Hamburg. Auch vier Jahre nach der Rückkehr nach Freiburg hat der Nachwuchstrainer Sympathien für den Kiezclub – obwohl ihn der Abschied ärgerte.

Es ist eine Prognose, mit der die Anhänger des FC St. Pauli im ersten Teil wohl etwas hadern werden, aber den zweiten Teil sofort unterschreiben: „Am Sonnabend gibt es in Freiburg keine Punkte, aber am Ende werden sie drei Mannschaften hinter sich lassen. Das traue ich ihnen auf jeden Fall zu.“

Diese Sätze stammen von Johannes Flum, dem früheren Mittelfeld- und Führungsspieler des FC St. Pauli. Gesagt hat er sie in der aktuellen Folge des Abendblatt-Podcasts Millerntalk vor dem Aufeinandertreffen seiner beiden Lieblingsclubs an diesem Sonnabend (15.30 Uhr/Sky und Liveticker auf abendblatt.de) im Europapark-Stadion in Freiburg.

St. Paulis früherer Führungsspieler Flum war dreieinhalb Jahre am Millerntor

Einen einfachen oder gar dreifachen Punktgewinn des Millerntorteams vorherzusagen, verbietet sich für Flum in diesem Fall bei aller Sympathie für den Kiezclub. Schließlich ist der Familienvater seit gut vier Jahren wieder beim SC Freiburg angestellt und aktuell als sogenannter Verbindungstrainer dafür zuständig, die Talente der U-19-Mannschaft auf ihrem Weg in das U-23-Regionalligateam zu begleiten und sie dabei auch auf eine Profikarriere vorzubereiten. „Viele Jungs wissen gar nicht, was neben dem Platz noch dazugehört, ein Fußballprofi zu sein“, sagt er.

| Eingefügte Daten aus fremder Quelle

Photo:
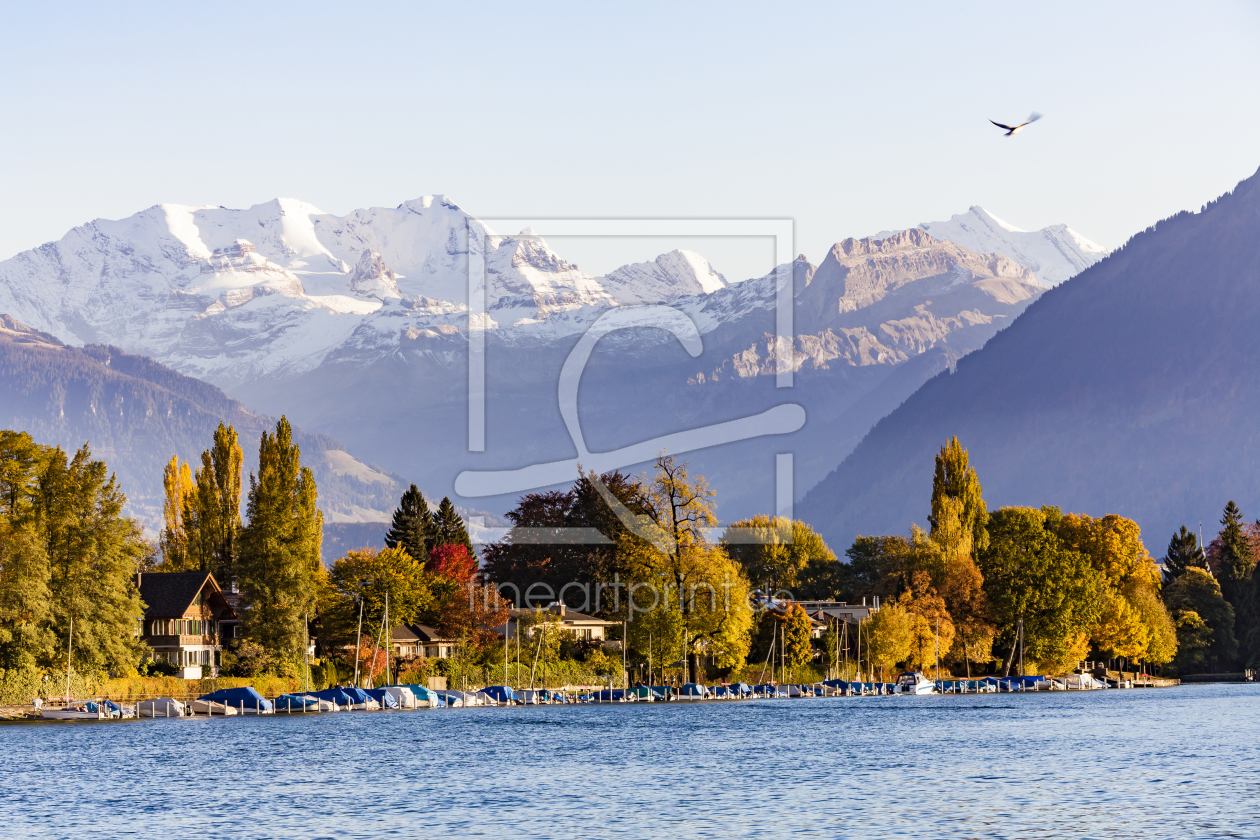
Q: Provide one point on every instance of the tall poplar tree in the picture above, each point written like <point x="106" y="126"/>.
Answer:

Auch Flums Einstieg bei St. Pauli war alles andere als einfach. Als er im Januar 2017 kam, war das Team unter Trainer Ewald Lienen Letzter in der Zweiten Liga mit gerade einmal elf Punkten aus 17 Spielen. Er war geholt worden, um die Mannschaft zu stabilisieren und seine Erfahrung, die er auch zuvor in der Bundesliga bei Eintracht Frankfurt in der Bundesliga gesammelt hatte, einzubringen. Das Gespräch mit Lienen habe den Ausschlag gegeben, dass er sich auf dieses Projekt einlässt.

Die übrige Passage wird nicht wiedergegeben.